One of the most notorious housing policies, redlining, was implemented in the 1930s through the Home Owners’ Loan Corporation (HOLC) and the Federal Housing Administration (FHA). These government-backed agencies created color-coded maps to determine which neighborhoods were “safe” for investment, with predominantly Black and immigrant communities marked in red as high-risk areas. As a result, banks and mortgage lenders denied home loans to residents in these neighborhoods, forcing them into exploitative housing arrangements such as contract buying, where they paid for homes without gaining legal ownership until the final payment.

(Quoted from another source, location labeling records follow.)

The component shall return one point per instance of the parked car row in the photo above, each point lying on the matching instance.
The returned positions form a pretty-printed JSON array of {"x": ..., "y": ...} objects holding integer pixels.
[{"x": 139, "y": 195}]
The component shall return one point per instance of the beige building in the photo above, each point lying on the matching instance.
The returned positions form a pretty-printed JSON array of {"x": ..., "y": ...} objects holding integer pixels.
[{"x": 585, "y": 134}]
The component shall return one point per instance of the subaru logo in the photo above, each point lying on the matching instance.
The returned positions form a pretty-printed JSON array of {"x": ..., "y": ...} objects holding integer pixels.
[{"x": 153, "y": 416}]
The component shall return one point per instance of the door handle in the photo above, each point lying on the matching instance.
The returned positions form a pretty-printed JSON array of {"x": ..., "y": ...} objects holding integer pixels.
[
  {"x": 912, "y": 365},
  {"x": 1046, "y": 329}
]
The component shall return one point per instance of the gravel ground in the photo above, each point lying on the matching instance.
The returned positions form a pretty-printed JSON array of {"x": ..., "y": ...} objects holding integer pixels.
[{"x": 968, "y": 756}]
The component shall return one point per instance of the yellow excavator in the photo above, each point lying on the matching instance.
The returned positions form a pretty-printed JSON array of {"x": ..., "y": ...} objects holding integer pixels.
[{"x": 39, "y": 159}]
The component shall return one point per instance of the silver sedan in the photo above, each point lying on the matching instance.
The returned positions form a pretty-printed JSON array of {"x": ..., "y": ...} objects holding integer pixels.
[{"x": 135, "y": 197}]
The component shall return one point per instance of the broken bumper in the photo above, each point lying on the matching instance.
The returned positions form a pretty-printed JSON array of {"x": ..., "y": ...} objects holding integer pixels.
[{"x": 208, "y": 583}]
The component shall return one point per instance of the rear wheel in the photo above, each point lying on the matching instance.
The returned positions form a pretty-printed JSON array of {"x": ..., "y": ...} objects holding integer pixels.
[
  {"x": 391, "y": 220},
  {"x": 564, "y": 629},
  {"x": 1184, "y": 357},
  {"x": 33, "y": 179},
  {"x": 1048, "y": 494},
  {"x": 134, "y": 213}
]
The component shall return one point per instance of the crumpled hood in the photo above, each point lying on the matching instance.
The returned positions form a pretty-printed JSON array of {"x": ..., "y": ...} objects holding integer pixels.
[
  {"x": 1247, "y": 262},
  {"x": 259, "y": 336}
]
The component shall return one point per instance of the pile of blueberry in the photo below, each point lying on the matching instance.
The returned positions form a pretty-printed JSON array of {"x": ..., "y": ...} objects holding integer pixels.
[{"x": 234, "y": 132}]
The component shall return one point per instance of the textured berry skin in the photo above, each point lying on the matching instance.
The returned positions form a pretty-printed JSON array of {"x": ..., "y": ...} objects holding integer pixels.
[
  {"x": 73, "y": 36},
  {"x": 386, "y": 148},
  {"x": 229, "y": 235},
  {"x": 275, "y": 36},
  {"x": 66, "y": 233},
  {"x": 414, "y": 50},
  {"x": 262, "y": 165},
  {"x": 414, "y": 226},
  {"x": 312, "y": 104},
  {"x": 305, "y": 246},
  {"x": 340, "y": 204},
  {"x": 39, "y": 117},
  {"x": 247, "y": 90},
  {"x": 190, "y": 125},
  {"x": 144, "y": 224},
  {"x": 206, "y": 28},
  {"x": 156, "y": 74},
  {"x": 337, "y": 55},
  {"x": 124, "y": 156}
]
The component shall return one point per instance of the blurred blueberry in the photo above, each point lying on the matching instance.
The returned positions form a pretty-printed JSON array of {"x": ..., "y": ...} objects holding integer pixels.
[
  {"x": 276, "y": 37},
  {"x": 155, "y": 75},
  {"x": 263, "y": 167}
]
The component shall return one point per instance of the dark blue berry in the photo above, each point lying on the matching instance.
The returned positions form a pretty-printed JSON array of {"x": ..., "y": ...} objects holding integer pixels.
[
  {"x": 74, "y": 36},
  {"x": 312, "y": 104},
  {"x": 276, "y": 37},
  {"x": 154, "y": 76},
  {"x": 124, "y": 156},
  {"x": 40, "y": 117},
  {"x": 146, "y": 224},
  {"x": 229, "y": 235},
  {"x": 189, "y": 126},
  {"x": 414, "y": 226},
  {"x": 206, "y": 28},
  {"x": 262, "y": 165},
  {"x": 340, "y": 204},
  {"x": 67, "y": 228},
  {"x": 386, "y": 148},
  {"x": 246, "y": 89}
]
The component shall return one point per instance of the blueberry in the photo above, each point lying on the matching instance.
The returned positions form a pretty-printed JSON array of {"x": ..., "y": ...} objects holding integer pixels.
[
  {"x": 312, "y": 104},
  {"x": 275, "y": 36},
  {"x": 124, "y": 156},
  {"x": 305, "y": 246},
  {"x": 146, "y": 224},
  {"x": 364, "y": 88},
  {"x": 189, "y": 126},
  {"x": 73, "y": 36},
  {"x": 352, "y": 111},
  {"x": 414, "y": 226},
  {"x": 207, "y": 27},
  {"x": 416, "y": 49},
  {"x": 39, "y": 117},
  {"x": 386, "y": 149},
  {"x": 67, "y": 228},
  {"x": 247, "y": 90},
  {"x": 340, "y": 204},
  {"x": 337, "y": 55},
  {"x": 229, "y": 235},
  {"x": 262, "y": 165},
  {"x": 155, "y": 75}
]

Even after the Fair Housing Act of 1968 outlawed redlining, its impact persists today. Historically redlined areas still suffer from lower property values, underfunded schools, and limited access to mortgage lending, while predominantly white neighborhoods that benefited from FHA-backed loans continue to thrive. This racial wealth gap in homeownership remains one of the most enduring consequences of redlining.

2. Racially Restrictive Covenants – Legal Segregation in Housing

Wikimedia Commons

From the early 1900s through the mid-20th century, racially restrictive covenants were legally enforced clauses in property deeds that barred non-white individuals from purchasing or occupying homes in certain neighborhoods. These covenants were commonly used in major cities like Chicago, Los Angeles, and Minneapolis, effectively preventing Black, Asian, Jewish, and Latino families from moving into white communities.

Even after the Supreme Court’s 1948 decision in Shelley v. Kraemer ruled that racially restrictive covenants could not be enforced by the courts, many communities found ways to maintain segregation through informal agreements, intimidation, and violence. Some homeowners’ associations even pressured white sellers to refuse offers from minority buyers. Though illegal today, the legacy of racially restrictive covenants remains evident in housing patterns, with many historically white neighborhoods maintaining disproportionately low numbers of minority homeowners.

3. Exclusionary Zoning – Keeping Affordable Housing Out of Wealthy Neighborhoods

GetArchive

Exclusionary zoning laws have been another powerful tool in maintaining racial and economic segregation. By restricting multi-family housing, requiring large lot sizes, and imposing costly building requirements, these laws effectively block lower-income and minority families from moving into wealthier suburbs. Many of these policies were put in place following the civil rights movement, as white communities sought to preserve their racial makeup without explicitly violating anti-discrimination laws.

For example, many suburban towns adopted single-family zoning laws, preventing the construction of affordable apartment complexes and duplexes. This practice disproportionately affected Black and Latino families, who were more likely to rent or seek affordable starter homes. Exclusionary zoning remains a major issue today, with cities like Minneapolis and Portland recently reforming their zoning laws to allow more diverse housing options and combat decades of discrimination.

4. Predatory Lending and Subprime Mortgages – The Modern Face of Housing Discrimination

Pexels

While redlining and exclusionary zoning systematically denied homeownership to minorities, predatory lending and subprime mortgages took a different approach—by targeting them for financial exploitation. In the early 2000s, banks and mortgage lenders disproportionately pushed high-interest, adjustable-rate subprime loans onto Black and Latino homebuyers, even when they qualified for prime (lower-risk) loans. These predatory practices led to a wave of foreclosures during the 2008 housing crash, with Black and Latino communities suffering the most significant losses in home equity.

A 2010 study by the Center for Responsible Lending found that Black and Latino borrowers were twice as likely as white borrowers to be given subprime loans, regardless of their creditworthiness. This deliberate steering of minorities into high-risk loans wiped out decades of wealth-building efforts. Although some regulations, like the Dodd-Frank Act, have aimed to curb predatory lending, discriminatory lending practices continue, often through higher mortgage rejection rates or increased fees for minority borrowers.